The I-94 Traffic Dataset has 9 columns and 48204 rows. Out of 9 columns 4 are strings, 3 are floats and 2 are integer data types. There are no null values among the data.
This traffic data has been recorded at a station located approximately midway between Minneapolis and Saint Paul. As we have briefly mentioned in the introduction this station only records westbound traffic. This means that our analysis is about westbound traffic in the proximity of this particular station. So we should avoid generalizing the results to entire I-94 highway.
Below we will plot a histogram to visualize the distribution of traffic _volume column.
import matplotlib.pyplot as plt
%matplotlib inline
#apply Series.plot.hist() method on traffic_volume column
traffic_I94['traffic_volume'].plot.hist()
plt.xlabel('Traffic Volume')
plt.title('Frequency of Traffic Volume')
Text(0.5, 1.0, 'Frequency of Traffic Volume')
#using Series.describe() method look at the statistics of the data column
traffic_I94['traffic_volume'].describe()
count 48204.000000 mean 3259.818355 std 1986.860670 min 0.000000 25% 1193.000000 50% 3380.000000 75% 4933.000000 max 7280.000000 Name: traffic_volume, dtype: float64
According to the Traffic Volume histogram, traffic volume between 0-500 and 4500-5000 has maximum frequency(~ 8000 counts).
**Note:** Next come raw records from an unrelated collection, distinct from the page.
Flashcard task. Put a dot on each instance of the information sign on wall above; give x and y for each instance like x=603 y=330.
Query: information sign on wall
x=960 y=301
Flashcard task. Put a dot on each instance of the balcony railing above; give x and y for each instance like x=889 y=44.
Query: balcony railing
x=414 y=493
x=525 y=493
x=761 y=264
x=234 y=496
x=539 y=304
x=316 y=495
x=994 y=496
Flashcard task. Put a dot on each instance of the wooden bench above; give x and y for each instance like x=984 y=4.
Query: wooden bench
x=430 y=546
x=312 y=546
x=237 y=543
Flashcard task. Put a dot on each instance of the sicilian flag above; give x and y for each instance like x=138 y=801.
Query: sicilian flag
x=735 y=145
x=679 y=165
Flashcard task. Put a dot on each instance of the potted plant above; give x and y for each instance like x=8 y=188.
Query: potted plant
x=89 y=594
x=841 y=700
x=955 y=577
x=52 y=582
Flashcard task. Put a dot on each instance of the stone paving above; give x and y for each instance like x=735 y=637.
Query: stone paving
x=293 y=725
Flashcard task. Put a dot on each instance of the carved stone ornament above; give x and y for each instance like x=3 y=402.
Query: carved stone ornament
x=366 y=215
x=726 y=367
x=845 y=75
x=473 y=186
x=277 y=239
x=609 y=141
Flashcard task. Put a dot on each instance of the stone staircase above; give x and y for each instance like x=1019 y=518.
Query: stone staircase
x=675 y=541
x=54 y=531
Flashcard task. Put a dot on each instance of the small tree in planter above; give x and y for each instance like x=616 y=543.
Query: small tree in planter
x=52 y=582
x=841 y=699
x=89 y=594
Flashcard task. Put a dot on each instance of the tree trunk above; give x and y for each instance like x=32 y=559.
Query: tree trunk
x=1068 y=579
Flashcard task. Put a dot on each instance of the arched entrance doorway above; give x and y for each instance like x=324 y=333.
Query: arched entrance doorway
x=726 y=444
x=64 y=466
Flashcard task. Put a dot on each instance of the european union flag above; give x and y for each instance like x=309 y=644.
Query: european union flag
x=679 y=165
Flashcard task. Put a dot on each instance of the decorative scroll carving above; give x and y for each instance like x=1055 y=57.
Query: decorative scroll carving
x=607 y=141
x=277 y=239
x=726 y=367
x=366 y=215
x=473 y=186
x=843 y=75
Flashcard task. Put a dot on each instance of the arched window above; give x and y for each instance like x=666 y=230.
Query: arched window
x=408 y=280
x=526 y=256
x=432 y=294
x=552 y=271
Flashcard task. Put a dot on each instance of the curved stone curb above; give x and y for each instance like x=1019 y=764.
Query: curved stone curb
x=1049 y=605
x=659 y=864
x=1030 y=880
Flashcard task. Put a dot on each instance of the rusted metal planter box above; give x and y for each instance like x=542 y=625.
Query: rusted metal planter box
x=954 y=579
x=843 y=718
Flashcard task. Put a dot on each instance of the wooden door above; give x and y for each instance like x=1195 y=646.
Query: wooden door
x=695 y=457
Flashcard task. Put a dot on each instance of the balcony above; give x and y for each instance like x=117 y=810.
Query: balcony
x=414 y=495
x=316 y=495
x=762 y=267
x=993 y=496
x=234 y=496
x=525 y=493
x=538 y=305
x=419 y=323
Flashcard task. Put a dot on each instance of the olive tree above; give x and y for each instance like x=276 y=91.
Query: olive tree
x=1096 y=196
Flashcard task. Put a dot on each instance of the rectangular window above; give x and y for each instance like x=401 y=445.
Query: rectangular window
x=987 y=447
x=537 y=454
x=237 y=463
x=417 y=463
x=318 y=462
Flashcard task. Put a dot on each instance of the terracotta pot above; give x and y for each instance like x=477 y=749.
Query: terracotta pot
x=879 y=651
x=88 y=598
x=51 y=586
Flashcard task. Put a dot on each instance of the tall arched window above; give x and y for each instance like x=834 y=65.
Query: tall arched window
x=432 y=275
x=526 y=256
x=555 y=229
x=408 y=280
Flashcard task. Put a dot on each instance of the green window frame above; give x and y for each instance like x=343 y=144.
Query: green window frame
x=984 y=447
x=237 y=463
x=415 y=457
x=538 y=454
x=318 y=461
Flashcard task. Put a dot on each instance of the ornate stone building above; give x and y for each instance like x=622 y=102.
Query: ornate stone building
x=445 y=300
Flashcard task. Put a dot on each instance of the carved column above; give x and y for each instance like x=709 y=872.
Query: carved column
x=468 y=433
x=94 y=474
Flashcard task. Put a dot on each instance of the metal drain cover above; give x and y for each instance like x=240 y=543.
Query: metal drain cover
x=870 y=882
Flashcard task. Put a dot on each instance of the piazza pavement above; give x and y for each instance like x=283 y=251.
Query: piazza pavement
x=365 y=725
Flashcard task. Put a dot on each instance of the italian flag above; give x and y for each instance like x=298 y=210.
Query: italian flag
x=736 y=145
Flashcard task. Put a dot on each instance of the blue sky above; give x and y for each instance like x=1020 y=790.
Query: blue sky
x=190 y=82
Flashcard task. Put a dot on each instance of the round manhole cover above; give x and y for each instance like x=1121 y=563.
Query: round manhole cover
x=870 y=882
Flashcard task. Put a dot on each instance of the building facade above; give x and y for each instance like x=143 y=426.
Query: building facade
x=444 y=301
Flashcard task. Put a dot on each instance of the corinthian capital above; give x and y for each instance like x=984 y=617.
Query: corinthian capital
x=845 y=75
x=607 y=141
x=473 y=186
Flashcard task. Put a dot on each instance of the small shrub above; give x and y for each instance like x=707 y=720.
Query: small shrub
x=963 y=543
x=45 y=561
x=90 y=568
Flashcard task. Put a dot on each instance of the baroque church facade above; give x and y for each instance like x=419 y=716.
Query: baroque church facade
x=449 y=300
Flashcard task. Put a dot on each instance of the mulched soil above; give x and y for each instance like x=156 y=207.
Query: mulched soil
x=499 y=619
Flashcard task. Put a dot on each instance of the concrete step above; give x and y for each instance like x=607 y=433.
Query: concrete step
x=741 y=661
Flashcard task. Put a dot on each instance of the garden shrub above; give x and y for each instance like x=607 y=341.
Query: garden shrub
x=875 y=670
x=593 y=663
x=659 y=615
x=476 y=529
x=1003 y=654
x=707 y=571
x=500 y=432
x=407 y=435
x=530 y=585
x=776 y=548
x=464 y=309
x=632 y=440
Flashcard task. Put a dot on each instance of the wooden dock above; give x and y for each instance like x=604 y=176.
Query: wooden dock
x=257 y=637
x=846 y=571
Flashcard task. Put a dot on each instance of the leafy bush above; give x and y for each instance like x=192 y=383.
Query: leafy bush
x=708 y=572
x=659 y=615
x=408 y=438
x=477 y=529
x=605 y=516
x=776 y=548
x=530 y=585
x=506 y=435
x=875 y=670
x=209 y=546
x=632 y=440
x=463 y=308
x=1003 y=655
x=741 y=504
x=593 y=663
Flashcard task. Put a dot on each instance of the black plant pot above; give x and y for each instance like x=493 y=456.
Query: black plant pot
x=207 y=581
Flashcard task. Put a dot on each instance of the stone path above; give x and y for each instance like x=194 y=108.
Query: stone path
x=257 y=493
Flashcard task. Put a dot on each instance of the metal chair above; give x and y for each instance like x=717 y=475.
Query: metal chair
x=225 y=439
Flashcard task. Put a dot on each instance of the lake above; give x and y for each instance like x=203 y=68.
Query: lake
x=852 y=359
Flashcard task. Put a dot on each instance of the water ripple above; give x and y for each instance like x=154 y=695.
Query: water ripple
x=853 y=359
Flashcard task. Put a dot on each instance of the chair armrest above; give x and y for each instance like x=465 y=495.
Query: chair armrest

According to the statistics, the mean traffic volume is at 3259 and 75% of the traffic volume lies close to 5000 and 25% traffic volume lies close to 1200. In here peaks likely correspond to peak hours, morning (while commuting to work) and evening (commuting back home).
Above traffic volume histogram shows that traffic is high once during daytime and once during nighttime/evening. This gives an interesting direction to our analysis. Further we will divide the dataset into two parts.
#transform the *date_time* column to *datetime* using pd.to_datetime()
traffic_I94['date_time']=pd.to_datetime(traffic_I94['date_time'])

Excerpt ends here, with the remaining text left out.